Tran, a Canadian citizen, had faced a maximum punishment of life in prison, a 10-year mandatory minimum prison term and a $5 million fine under federal sentencing guidelines, but prosecutors filed a motion for “downward departure” - signaling that she has cooperated with prosecutors in ongoing investigations.

“She did everything she possibly could to assist herself,” said Robert Livermore, a prosecutor in the Justice Department’s Organized Crime and Racketeering Section. “I think she has earned for herself a substantial reduction.”

Assistant Attorney General Lanny A. Breuer, who heads the Justice Department’s Criminal Division, said the drugs were manufactured in Canada by various Asian organized crime groups and distributed to drug dealers across the United States.

According to court documents, Tran and her associates often smuggled 100,000 Ecstasy pills per week into the United States.

Tran’s role in this drug-smuggling conspiracy, court records show, was discovered during the course of an investigation by U.S. Immigration and Customs Enforcement (ICE) agents in Detroit after they had seized several drug shipments that Tran had arranged to smuggle into the United States.

In October 2006, a grand jury in the Eastern District of Michigan indicted Tran for conspiring to distribute Ecstasy pills. She was arrested in Alaska while traveling from Vietnam.

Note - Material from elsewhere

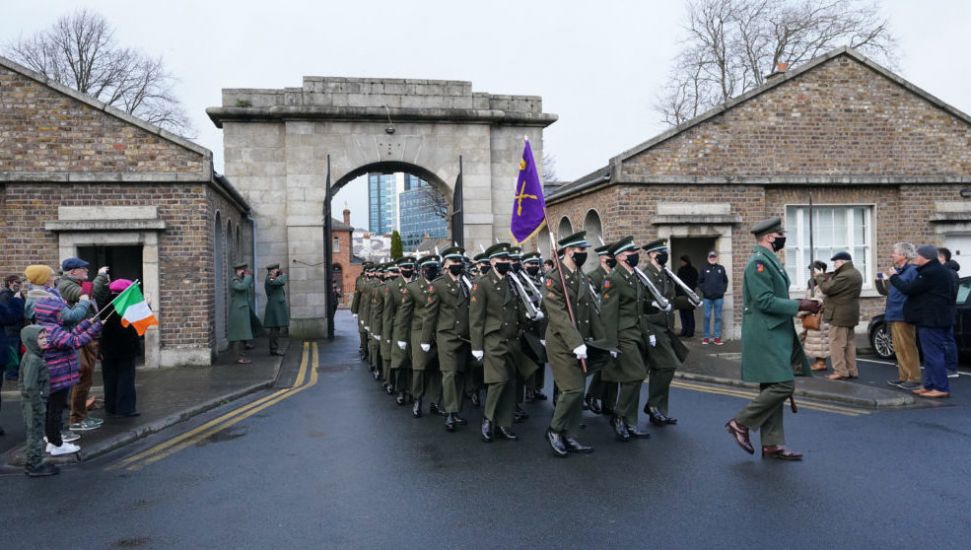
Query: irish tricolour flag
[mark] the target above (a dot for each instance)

With the Detroit investigation ongoing, ICE agents in Philadelphia at the same time were conducting a separate but related investigation, which discovered in September 2007 that Tran and her associates sent two couriers to deliver 100,000 Ecstasy pills to customers in Philadelphia and Boston, the records show.

According to court documents, unbeknownst to Tran and her associates, ICE agents learned of the shipment and, with the assistance of the Philadelphia Police Department, stopped the couriers’ vehicle and seized the drugs.

In December, Tran, who was born in Vietnam and immigrated to Canada, was charged by the U.S. Attorney’s Office in Pennsylvania with conspiracy to distribute Ecstasy pills. The charges from Detroit were then transferred to Philadelphia.

Tran told the judge through a translator that she hoped to be reunited with her family, saying if she was returned to Canada, “I will change my life around.”

According to the Justice Department, the Criminal Division’s Organized Crime and Racketeering Section, in conjunction with U.S. attorneys’ offices, has been working closely with ICE, the U.S. Drug Enforcement Administration (DEA) and various Canadian law enforcement agencies over the past several years to crack down on Asian organized crime groups that law enforcement officials estimate smuggle billions of dollars’ worth of drugs into the United States from Canada each year.

The case was prosecuted in Detroit by Assistant U.S. Attorney Kathryn McCarthy and in Philadelphia by OCRS Trial Attorney Robert J. Livermore. Investigators included agents from ICE, the DEA, the Philadelphia Police Department, Pennsylvania State Police, U.S. Customs and Border Protection (CBP), the Royal Canadian Mounted Police; the Ontario Provincial Police Department and the Toronto Metropolitan Police Department.